Put in sheet cake type pan. Sprinkle with beef soup base, dried onion, garlic, black pepper--sometimes an envelope of brown gravy mix or homemade mix. Add a couple cups water. Cover tightly with aluminum foil. Bake all afternoon is low oven--around 300. When meat is tender, add vegetables of choice. I like onions, carrots, & potatoes. Thicken juice for gravy--if you've added gravy mis it may already be thick enough. 

Also do a crock pot version of same type of thing but we like the oven cooked best.

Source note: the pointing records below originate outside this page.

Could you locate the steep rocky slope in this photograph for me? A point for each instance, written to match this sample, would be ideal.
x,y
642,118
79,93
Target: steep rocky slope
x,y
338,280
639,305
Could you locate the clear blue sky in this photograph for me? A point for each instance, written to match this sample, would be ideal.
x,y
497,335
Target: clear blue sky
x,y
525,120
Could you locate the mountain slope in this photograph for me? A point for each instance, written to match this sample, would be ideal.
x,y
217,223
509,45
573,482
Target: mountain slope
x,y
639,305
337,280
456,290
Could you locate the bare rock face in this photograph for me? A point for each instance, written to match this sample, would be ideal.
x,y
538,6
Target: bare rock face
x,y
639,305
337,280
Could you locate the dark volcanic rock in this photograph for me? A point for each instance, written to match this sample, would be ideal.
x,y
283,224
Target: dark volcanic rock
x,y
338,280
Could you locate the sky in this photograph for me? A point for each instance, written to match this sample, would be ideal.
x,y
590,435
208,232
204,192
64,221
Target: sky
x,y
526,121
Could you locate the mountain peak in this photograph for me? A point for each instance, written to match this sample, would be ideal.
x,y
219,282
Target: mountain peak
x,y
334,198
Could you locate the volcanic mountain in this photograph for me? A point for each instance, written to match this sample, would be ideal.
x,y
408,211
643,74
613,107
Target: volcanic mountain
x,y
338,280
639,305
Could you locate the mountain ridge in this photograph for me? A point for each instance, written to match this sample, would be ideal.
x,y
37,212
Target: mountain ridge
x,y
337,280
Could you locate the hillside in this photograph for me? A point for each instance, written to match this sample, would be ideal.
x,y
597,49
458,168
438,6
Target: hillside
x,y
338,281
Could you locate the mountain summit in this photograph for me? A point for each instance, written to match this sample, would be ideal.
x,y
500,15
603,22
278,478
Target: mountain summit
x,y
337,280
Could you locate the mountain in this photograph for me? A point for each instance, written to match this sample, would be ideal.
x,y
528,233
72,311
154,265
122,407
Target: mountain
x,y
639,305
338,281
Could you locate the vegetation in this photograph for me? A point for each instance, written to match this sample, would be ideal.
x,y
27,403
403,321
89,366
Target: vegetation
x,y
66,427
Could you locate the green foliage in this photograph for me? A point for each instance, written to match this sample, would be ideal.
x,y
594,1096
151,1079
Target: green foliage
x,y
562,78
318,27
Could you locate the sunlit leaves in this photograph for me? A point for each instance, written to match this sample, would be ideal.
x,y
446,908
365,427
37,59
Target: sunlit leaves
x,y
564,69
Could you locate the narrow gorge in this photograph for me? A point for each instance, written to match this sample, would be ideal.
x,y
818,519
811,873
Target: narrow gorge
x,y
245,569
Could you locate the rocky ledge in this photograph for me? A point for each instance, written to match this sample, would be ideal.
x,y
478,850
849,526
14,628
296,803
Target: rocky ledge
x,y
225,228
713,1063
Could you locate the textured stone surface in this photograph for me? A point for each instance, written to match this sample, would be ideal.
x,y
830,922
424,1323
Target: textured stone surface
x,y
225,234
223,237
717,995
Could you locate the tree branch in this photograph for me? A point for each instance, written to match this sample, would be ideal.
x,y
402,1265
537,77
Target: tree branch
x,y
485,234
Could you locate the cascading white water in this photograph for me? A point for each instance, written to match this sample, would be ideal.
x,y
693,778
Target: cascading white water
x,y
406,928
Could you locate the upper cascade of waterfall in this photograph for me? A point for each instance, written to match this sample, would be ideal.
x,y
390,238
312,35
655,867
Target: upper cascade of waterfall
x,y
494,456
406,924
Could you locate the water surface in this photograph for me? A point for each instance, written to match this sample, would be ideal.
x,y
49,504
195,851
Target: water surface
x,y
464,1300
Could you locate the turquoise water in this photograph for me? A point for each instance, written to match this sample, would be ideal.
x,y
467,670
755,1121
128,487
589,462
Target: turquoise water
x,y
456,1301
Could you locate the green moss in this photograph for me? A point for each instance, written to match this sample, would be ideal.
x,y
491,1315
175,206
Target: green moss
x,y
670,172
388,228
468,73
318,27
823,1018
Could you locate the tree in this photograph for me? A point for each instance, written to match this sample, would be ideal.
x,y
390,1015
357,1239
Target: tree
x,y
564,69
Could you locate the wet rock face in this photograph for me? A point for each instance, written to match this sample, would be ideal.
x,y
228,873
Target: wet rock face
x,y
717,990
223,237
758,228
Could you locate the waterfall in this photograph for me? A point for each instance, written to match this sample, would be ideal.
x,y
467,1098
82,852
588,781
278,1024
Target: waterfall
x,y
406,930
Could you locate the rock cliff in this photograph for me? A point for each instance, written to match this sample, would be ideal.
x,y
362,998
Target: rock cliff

You can make great "hash" from the leftovers. Chop meat, carrots & potatoes fairly fine & season with quite a bit of sage & black pepper & add as much gravy as you like. Learned this from my MIL and everyone likes it.


----------



## jwal10 (Jun 5, 2010)

Sear it in dutch oven on top of stove, add a cup of water and 2 apples sliced. turn once half way through, cook until fall apart tender, thicken gravy with flour, slice roast, put on sourdough toast, salt and pepper to taste, add gravy on top. Hot, open face, roast beef sandwiches....James


----------



## marinemomtatt (Oct 8, 2006)

My dad would sometimes skip church and when we'd come home he had dinner in the oven...His roast was the best.
He'd season and brown it then make up a cooking sauce that had spices, worchestershire sauce, tomato sauce, and vinegar, he'd then pour that over onions, carrots, potatoes and the roast.
He found the recipe in a Playboy cookbook...hmmm, I wonder if I have that book or did my sister take it?
I'm gonna go look for it...


----------